News Local/State

Urbana Police Department Deploys New Body Cameras For Officers

 

Anna Casey/Illinois Public Media

The Urbana Police Department announced last week that it will join the growing number of police departments around the country that equip officers with body-worn cameras.

Lieutenant Joel Sanders with the Urbana Police Department said the new cameras can be used to help train officers, but will also help the department maintain a level of transparency with the community. 

“Our community, our citizens demand transparency,” Sanders said. “While we (Urbana) like to think we’re fairly transparent, we can always do more.”

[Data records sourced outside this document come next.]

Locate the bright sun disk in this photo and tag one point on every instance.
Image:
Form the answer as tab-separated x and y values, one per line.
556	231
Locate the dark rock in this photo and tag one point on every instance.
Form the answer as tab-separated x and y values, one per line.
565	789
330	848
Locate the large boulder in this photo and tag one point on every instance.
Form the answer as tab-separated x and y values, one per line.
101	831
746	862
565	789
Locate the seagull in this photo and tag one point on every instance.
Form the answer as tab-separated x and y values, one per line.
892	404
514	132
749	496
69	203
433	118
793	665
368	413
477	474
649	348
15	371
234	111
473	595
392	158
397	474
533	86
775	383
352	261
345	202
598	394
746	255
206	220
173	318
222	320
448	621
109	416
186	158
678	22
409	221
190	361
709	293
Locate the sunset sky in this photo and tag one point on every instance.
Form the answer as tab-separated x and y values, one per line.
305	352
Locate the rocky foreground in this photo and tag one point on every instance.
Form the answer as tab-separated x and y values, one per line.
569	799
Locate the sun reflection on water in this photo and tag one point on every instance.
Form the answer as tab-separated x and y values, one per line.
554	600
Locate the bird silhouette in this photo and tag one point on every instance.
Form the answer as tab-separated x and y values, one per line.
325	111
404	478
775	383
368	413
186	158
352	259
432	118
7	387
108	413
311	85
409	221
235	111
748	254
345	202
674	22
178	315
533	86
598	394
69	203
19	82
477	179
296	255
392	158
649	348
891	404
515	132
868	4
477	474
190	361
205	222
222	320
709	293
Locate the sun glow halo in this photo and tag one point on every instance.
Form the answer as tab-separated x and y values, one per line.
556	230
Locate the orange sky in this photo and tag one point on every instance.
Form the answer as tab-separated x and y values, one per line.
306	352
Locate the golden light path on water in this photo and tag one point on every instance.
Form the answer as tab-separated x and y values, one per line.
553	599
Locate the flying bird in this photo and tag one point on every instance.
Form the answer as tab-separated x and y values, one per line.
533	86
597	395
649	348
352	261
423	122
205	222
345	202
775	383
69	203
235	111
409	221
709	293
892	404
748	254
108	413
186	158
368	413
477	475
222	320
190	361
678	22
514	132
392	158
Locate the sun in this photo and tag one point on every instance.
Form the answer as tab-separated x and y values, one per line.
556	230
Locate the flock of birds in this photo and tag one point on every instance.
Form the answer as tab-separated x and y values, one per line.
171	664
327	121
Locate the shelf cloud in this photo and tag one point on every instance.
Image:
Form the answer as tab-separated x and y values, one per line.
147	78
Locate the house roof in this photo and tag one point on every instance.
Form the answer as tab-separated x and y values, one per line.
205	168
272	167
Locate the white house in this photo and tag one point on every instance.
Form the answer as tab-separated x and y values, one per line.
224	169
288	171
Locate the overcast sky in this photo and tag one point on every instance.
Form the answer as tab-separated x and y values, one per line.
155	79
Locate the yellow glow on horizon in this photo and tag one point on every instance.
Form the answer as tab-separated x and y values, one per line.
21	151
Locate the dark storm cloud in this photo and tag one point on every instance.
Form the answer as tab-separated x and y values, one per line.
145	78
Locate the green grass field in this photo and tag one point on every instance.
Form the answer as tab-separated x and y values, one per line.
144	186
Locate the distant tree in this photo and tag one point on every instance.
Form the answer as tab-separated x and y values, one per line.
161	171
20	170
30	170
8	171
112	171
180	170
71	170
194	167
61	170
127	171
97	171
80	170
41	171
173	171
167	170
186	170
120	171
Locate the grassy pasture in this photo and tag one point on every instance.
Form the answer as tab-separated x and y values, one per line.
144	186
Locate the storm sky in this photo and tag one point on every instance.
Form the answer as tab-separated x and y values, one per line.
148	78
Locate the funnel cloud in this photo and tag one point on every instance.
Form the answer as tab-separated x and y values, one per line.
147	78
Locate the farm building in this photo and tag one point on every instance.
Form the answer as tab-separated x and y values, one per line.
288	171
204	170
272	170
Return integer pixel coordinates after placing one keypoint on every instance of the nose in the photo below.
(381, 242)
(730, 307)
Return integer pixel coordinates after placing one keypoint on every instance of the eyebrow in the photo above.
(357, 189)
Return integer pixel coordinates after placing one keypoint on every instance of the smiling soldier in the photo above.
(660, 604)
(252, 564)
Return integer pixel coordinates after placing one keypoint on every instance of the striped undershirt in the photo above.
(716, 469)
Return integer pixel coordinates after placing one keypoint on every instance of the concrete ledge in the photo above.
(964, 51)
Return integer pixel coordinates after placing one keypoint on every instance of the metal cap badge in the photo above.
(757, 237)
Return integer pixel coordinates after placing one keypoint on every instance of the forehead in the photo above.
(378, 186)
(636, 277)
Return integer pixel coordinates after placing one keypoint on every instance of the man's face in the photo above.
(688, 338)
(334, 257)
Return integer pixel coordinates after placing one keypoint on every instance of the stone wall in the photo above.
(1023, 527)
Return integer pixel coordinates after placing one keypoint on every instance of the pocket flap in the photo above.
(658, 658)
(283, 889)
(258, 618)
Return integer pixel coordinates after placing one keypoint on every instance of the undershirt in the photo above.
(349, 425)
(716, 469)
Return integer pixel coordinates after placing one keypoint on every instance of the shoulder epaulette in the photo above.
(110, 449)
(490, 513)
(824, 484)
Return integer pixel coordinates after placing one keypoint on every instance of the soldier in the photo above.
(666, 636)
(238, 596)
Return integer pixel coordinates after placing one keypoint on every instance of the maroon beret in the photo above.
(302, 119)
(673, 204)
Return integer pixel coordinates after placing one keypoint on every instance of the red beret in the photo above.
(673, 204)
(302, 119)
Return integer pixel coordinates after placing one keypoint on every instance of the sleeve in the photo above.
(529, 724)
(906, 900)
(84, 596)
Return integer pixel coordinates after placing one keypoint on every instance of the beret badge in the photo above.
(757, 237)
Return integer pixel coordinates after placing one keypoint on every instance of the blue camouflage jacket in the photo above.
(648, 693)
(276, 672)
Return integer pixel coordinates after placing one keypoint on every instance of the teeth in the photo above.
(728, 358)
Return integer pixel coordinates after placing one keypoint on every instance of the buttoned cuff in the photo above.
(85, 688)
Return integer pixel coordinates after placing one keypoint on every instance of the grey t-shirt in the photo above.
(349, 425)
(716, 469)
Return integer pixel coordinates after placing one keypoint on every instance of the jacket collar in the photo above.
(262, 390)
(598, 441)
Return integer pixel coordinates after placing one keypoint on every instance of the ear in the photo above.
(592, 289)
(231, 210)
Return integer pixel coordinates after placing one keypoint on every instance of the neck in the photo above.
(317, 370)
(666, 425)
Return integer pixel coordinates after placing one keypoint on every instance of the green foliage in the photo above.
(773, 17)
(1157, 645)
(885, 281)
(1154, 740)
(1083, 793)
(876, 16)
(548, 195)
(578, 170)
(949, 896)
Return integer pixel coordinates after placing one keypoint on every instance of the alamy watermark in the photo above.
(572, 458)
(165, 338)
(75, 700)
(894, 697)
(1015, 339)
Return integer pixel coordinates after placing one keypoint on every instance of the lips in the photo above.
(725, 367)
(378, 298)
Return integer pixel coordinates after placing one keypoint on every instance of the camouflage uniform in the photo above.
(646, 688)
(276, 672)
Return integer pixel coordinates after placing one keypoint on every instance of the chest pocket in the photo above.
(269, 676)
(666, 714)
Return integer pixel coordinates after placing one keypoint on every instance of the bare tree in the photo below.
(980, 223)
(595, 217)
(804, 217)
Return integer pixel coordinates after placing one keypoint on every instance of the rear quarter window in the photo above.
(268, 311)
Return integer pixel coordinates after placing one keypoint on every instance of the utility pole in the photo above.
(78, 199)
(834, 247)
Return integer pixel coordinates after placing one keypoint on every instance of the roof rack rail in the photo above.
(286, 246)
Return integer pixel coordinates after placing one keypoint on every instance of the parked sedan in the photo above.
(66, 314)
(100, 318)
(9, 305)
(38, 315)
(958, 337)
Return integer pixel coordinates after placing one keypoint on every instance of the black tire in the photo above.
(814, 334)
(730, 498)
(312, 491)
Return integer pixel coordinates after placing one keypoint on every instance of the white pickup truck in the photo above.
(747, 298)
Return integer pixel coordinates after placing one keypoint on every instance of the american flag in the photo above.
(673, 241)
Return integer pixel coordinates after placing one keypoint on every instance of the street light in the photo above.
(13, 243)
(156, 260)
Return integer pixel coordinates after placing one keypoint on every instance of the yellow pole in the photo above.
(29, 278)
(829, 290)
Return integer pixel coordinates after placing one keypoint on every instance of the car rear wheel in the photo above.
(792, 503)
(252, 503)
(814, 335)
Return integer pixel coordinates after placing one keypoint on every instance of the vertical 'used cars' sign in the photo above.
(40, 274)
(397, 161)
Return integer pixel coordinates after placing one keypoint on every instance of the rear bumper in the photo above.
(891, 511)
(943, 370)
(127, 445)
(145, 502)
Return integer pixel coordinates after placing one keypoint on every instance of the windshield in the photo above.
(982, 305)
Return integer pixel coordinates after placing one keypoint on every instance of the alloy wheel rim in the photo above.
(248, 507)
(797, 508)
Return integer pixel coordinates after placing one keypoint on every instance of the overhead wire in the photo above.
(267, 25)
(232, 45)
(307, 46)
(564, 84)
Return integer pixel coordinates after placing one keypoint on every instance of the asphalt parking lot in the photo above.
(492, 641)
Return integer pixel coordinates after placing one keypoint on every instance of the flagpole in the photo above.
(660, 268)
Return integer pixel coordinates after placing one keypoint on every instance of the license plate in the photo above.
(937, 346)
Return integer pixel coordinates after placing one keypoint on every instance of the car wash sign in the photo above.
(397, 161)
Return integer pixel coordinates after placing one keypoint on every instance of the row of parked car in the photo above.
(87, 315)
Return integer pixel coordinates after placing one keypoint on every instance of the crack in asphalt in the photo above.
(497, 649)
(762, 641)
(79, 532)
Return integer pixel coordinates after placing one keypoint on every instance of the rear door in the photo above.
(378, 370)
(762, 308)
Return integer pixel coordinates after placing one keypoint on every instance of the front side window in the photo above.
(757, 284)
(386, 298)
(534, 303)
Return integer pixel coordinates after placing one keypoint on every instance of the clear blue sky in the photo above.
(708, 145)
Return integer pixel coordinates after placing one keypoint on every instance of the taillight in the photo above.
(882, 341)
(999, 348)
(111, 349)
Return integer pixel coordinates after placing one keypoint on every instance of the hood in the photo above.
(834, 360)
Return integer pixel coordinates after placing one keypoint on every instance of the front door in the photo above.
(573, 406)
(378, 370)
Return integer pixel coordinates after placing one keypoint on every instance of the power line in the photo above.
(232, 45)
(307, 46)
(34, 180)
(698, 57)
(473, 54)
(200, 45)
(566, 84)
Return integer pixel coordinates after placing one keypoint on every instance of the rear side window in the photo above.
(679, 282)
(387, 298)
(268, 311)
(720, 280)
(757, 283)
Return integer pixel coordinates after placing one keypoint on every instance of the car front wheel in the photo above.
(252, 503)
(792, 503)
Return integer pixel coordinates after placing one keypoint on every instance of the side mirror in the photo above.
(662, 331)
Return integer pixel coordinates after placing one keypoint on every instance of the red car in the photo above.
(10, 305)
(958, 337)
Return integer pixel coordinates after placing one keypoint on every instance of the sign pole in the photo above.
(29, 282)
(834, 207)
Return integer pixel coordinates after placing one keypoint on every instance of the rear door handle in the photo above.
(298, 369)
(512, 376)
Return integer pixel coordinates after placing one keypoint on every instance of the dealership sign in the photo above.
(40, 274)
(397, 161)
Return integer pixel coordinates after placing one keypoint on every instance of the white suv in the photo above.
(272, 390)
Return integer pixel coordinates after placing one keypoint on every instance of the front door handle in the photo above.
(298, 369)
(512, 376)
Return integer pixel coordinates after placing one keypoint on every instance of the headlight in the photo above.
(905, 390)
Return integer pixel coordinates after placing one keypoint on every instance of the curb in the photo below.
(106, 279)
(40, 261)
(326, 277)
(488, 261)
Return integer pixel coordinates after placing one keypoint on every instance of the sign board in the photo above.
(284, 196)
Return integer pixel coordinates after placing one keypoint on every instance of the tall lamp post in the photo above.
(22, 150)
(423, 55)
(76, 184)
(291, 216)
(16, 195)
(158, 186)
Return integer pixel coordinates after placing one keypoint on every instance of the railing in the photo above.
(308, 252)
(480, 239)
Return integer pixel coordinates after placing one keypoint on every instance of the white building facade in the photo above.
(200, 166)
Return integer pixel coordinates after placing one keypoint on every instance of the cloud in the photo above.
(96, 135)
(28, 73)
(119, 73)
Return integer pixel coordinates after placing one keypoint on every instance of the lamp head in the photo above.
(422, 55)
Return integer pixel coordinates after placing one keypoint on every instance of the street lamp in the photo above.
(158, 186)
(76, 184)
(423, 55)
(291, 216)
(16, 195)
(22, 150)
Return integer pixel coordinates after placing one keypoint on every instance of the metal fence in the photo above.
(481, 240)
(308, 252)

The department purchased 60 body cameras that attach to the front of officer uniforms. They also invested in 14 new squad car cameras and two interview room cameras that are part of an integrated video recording system designed by a Dallas-area company called WatchGuard. Sanders said the department made the decision to invest in the equipment now because the cameras on the squad cars, which last about six years, were due to be replaced.

“We thought if we were ever going to do body-worn cameras, now would be the time,” Sanders said.

An increasing number of police departments around the country have invested in body cameras for officers in the five years since Michael Brown, an unarmed black teenager, was shot by a white police officer in Ferguson, Missouri. The officer was not charged in the fatal shooting, but in the days after the grand jury trail, Brown’s family urged people in a statement to work to ensure that “every police officer working the streets in this country wears a body camera," and prompted police departments to look more closely at their body camera polices.

About one third of police departments nationwide use body cameras, and about 50 percent had plans to do so, according to a 2018 report from the nonprofit Police Executive Research Forum, a Washington-based research group. Sanders said that Urbana is the last of the five major departments in Champaign County to implement body cameras, and that the delay was primarily an issue of cost.

The Urbana Police Department’s purchase was largely paid for using existing funds that had already been scheduled to be used in the replacement of the squad car cameras, the department said. The total cost for the recording system and software was about $220,000.

Currently, about seven officers are using the new equipment. It will be 13 to 20 weeks before every officer on patrol will be deployed with a camera. Sanders hopes the new body cameras will show the community what officers do, and help officers understand more about their interactions for training purposes.

“While a body-worn camera, or in-squad car camera isn’t the whole story, it helps with part of the story,” Sanders said.